Önyüklemeyi Kaldır

Yargıtay 10. Hukuk Dairesi Kararları

Ana Sayfa - İçtihatlar - Yargıtay 10. Hukuk Dairesi 2020/8605 Esas 2021/1892 Karar Sayılı İlamı

Yargıtay 10. Hukuk Dairesi 2020/8605 Esas 2021/1892 Karar Sayılı İlamı

Yargıtay 10. Hukuk Dairesi 2020/8605 Esas 2021/1892 Karar Sayılı İlamı

DAİRESİ : 10. Hukuk Dairesi

ESAS NO : 2020/8605

KARAR NO : 2021/1892

KARAR TARİHİ :

10. Hukuk Dairesi         2020/8605 E.  ,  2021/1892 K.

    "İçtihat Metni"


    Mahkemesi :İş Mahkemesi

    Dava, rücuan tazminat istemine ilişkindir.
    Mahkemece, ilamında belirtildiği şekilde davanın kabulüne karar verilmiştir.
    Hükmün, taraf vekilleri tarafından temyiz edilmesi üzerine, temyiz isteğinin süresinde olduğu anlaşıldıktan ve Tetkik Hâkimi ... tarafından düzenlenen raporla dosyadaki kâğıtlar okunduktan sonra işin gereği düşünüldü ve aşağıdaki karar tespit edildi.
    İnceleme konusu dosyada; 11.08.2015 tarihinde meydana gelen iş kazası nedeniyle vefat eden sigortalının hak sahiplerine bağlanan gelir ve cenaze gideri nedeniyle oluşan Kurum zararının tahsili talep edilmiş, dosyada alınan son kusur raporunda davalı işveren %80, sigortalı %20 oranında kusurlu bulunduğundan kusur raporu esas alınarak işverenin %80 oranında kusurlu olduğu değerlendirilerek davanın kabulüne karar verilmiştir.
    Davanın yasal dayanağı 5510 sayılı Kanunun 21 maddesidir. 5510 sayılı Sosyal Sigortalar ve Genel Sağlık Sigortası Kanununun “İş kazası ve meslek hastalığı ile hastalık bakımından işverenin ve üçüncü kişilerin sorumluluğu” başlığını taşıyan 21. maddesinin birinci fıkrasında, iş kazası ve meslek hastalığı, işverenin kastı veya sigortalıların sağlığını koruma ve iş güvenliği mevzuatına aykırı bir hareketi sonucu meydana gelmişse, Kurumca sigortalıya veya hak sahiplerine bu Kanun gereğince yapılan veya ileride yapılması gereken ödemeler ile bağlanan gelirin başladığı tarihteki ilk peşin sermaye değeri toplamının, sigortalı veya hak sahiplerinin işverenden isteyebilecekleri tutarlarla sınırlı olmak üzere, Kurumca işverene ödettirileceği açıklanmıştır.
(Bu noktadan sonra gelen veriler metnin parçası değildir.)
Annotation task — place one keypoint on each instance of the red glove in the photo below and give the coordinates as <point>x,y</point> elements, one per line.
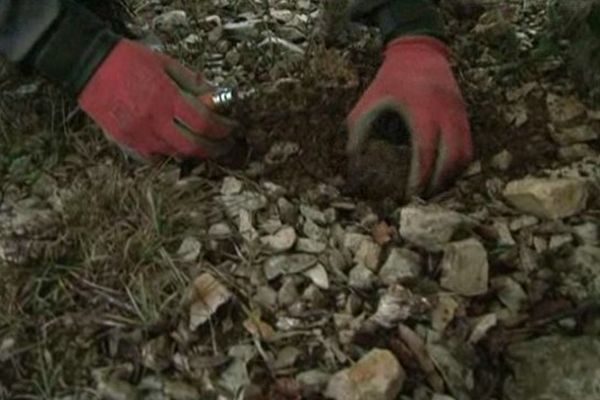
<point>149,104</point>
<point>416,84</point>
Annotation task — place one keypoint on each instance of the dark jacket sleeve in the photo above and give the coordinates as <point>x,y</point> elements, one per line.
<point>60,39</point>
<point>396,18</point>
<point>23,23</point>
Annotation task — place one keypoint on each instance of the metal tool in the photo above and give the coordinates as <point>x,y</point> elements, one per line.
<point>224,99</point>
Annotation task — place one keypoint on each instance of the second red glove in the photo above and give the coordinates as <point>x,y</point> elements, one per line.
<point>416,84</point>
<point>149,104</point>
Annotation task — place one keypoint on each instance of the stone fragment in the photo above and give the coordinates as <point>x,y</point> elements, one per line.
<point>429,227</point>
<point>281,241</point>
<point>548,198</point>
<point>377,376</point>
<point>560,240</point>
<point>465,268</point>
<point>401,265</point>
<point>361,278</point>
<point>368,255</point>
<point>398,304</point>
<point>523,222</point>
<point>457,372</point>
<point>246,227</point>
<point>554,368</point>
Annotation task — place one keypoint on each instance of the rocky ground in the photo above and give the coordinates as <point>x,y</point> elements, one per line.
<point>270,280</point>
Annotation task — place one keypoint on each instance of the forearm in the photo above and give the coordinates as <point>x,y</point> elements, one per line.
<point>58,38</point>
<point>400,17</point>
<point>23,23</point>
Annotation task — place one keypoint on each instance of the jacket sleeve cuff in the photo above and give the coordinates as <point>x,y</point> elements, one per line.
<point>73,48</point>
<point>397,18</point>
Anılan Kanunun 21’inci maddesinin dördüncü fıkrası ise, üçüncü kişinin sorumluluğunu düzenlemekte olup; buna göre, iş kazası, meslek hastalığı ve hastalık, üçüncü bir kişinin kusuru nedeniyle meydana gelmişse, sigortalıya ve hak sahiplerine yapılan veya ileride yapılması gereken ödemeler ile bağlanan gelirin başladığı tarihteki ilk peşin sermaye değerinin yarısı, zarara sebep olan üçüncü kişilere ve şayet kusuru varsa bunları çalıştıranlara rücu edilebilecektir.
    Somut dosyada alınan 20.02.2017 ve 28.09.2016 tarihli kusur raporlarında işverene %80 kusur izafe edilerek %20 oranında da kaçınılmazlık olduğu belirtilmiştir. Son alınan raporda ise işveren %80, sigortalı %20 kusurlu bulunmuştur. Diğer yandan tazminat dosyasında alınan kusur raporunda işverene %80 kusur izafe edildiği, %20 kaçınılmazlık olduğunun belirtildiği, ceza dosyasında ise maden mühendisi ... asli kusurlu, nezaretçi ... asli kusurlu, usta ... asli kusurlu, postabaşı ... asli kusurlu, iş sağlığı uzmanı ... tali kusurlu bulunmuştur.
    Mahkemece tazminat dosyası ve ceza dosyası celp edilerek ve dosyalarda verilen kararlar ve taraflara verilen kusur oranları gözetilerek, kusur oran ve aidiyetini belirleyen alanında uzman bilirkişi kurulundan kusur raporu alınmalı, bu şekilde belirlenen kusur oranları sonucuna göre davalı işverenin teselsül sorumluluğu tespit edilip sonucuna göre karar verilmelidir.
    O hâlde, taraf vekillerinin bu yönleri amaçlayan temyiz itirazları kabul edilmeli ve hüküm bozulmalıdır.
    SONUÇ : Temyiz edilen hükmün yukarıda açıklanan nedenlerle BOZULMASINA, temyiz harcının istek halinde davalıya iadesine, 22.02.2021  gününde oy birliğiyle karar verildi.